POLECAMY |
||
Przez cały okres trwania naszego związku małżeńskiego pozostawaliśmy w ustroju wspólności ustawowej. Kilka tygodni temu mój mąż zmarł. Mąż nie pozostawił testamentu. Mamy dwoje dzieci. Dowiedziałam się, że współmałżonek w ustroju wspólności majątkowej uzyskuje największy udział w spadku. Dzieci z kolei twierdzą, że każdemu z nas przysługuje udział w tej samej wysokości. Czy mają rację?
W sytuacji opisanej w pytaniu spadek po zmarłym mężu Czytelniczki dziedziczony jest na mocy ustawy. Zgodnie z przepisami w pierwszej kolejności powołane są z ustawy do spadku dzieci spadkodawcy oraz jego małżonek - dziedziczą oni w częściach równych. Jednakże część przypadająca małżonkowi nie może być mniejsza niż jedna czwarta całości spadku. Przewiduje to art. 931 § 1 Kodeksu cywilnego (Dz. U. z 2022 r. poz. 1360 ze zm.). Zatem jeśli zmarły miał np. pięcioro dzieci, wówczas faktycznie udział w spadku przysługujący małżonkowi będzie największy - małżonek otrzyma 1/4 spadku, a pozostałe 3/4 spadku będzie rozdzielone między pięcioro dzieci. W przypadku Czytelniczki udziały spadkobierców będą równe - każdy otrzyma po 1/3 spadku.
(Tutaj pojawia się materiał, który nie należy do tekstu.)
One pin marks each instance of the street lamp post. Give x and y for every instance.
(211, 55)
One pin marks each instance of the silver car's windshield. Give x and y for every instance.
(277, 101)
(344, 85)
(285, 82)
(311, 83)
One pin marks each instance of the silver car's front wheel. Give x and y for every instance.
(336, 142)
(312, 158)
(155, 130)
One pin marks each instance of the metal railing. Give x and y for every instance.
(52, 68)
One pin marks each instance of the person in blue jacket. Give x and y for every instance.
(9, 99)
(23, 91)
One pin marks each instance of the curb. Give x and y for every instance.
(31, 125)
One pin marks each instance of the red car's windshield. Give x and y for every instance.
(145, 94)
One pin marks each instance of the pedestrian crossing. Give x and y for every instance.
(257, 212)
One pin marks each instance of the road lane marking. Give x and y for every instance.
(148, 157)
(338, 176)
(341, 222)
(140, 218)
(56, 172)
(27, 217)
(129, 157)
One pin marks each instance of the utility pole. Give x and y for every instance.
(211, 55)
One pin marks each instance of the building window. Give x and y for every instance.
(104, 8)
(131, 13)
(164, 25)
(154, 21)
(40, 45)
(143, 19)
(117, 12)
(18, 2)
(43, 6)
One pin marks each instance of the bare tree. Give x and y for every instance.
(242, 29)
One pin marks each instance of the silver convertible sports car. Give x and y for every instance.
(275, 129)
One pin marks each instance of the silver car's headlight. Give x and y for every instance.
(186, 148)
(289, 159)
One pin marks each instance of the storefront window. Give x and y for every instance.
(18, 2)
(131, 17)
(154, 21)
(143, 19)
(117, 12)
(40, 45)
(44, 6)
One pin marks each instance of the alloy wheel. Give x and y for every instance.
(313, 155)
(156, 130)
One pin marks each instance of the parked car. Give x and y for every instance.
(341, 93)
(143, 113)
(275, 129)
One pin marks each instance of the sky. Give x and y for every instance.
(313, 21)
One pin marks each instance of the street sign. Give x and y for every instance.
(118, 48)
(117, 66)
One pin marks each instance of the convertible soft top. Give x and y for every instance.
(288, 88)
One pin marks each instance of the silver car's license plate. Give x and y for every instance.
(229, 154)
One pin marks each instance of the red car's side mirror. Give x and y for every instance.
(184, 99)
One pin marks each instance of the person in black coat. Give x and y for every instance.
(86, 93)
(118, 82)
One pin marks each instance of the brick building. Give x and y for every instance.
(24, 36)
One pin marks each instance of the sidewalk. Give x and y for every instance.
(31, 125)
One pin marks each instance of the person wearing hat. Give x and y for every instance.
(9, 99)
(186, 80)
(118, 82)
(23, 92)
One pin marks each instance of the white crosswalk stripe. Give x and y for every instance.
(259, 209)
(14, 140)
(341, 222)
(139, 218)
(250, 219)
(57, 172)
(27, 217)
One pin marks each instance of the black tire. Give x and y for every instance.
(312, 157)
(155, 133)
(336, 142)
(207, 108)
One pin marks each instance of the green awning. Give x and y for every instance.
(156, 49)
Faktem natomiast jest, że w sytuacji gdy małżonkowie pozostawali we wspólności majątkowej, małżonek-spadkobierca otrzymuje często większą część majątku niż pozostali spadkobiercy. Wynika to jednak nie z samego dziedziczenia, ale z tego, że przysługuje mu udział w majątku wspólnym, który zgromadził ze zmarłym małżonkiem. Co do zasady, udziały małżonków w majątku wspólnym są równe. Wspólność ustawowa po ustaniu tego ustroju przekształca się we wspólność udziałową. Zatem po śmierci małżonka połowa udziału w majątku wspólnym trafia do małżonka pozostającego przy życiu, a dziedziczeniu podlega tylko druga połowa majątku wspólnego, która była własnością zmarłego małżonka. Zatem formalnie w skład spadku wchodzi cały majątek osobisty zmarłego małżonka i połowa majątku wspólnego.
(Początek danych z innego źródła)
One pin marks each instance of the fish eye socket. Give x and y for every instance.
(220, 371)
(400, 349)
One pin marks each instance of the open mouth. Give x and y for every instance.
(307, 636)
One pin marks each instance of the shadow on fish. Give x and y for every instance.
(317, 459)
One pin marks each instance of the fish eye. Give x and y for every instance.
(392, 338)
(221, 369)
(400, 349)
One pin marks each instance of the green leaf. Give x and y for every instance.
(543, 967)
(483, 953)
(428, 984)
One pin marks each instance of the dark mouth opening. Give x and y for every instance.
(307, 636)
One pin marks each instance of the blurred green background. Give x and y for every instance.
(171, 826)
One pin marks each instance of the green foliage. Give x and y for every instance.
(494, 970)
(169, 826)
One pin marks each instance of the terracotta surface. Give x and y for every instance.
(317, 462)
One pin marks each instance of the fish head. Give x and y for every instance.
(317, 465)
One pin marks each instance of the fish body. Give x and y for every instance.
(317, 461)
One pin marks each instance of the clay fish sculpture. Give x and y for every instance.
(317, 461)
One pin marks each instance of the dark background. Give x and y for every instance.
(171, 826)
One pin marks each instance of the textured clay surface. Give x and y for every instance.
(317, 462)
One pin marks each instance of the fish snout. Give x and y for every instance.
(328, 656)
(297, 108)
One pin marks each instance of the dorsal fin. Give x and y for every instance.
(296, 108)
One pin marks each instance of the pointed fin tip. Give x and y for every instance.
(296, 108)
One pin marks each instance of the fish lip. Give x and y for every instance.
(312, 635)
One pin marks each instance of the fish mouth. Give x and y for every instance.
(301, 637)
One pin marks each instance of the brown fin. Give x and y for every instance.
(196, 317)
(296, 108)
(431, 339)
Tym samym z ekonomicznego punktu widzenia może się zdarzyć, że małżonek otrzyma większą część majątku niż pozostali spadkobiercy, nawet posiadając taki sam udział w spadku. Przykładowo, zmarły posiadał majątek osobisty o wartości 20 tys. zł, a majątek wspólny małżonków wynosił 320 tys. zł. W skład spadku weszły zatem rzeczy (prawa) o wartości 180 tys. zł (20 tys. zł i połowa z 320 tys. zł). Jeśli spadkobiercy mają udziały po 1/3, wówczas każdy otrzyma ze spadku po 60 tys. zł. Natomiast małżonek poza tymi 60 tys. zł będzie mieć prawo jeszcze do połowy majątku wspólnego (czyli do 180 tys. zł).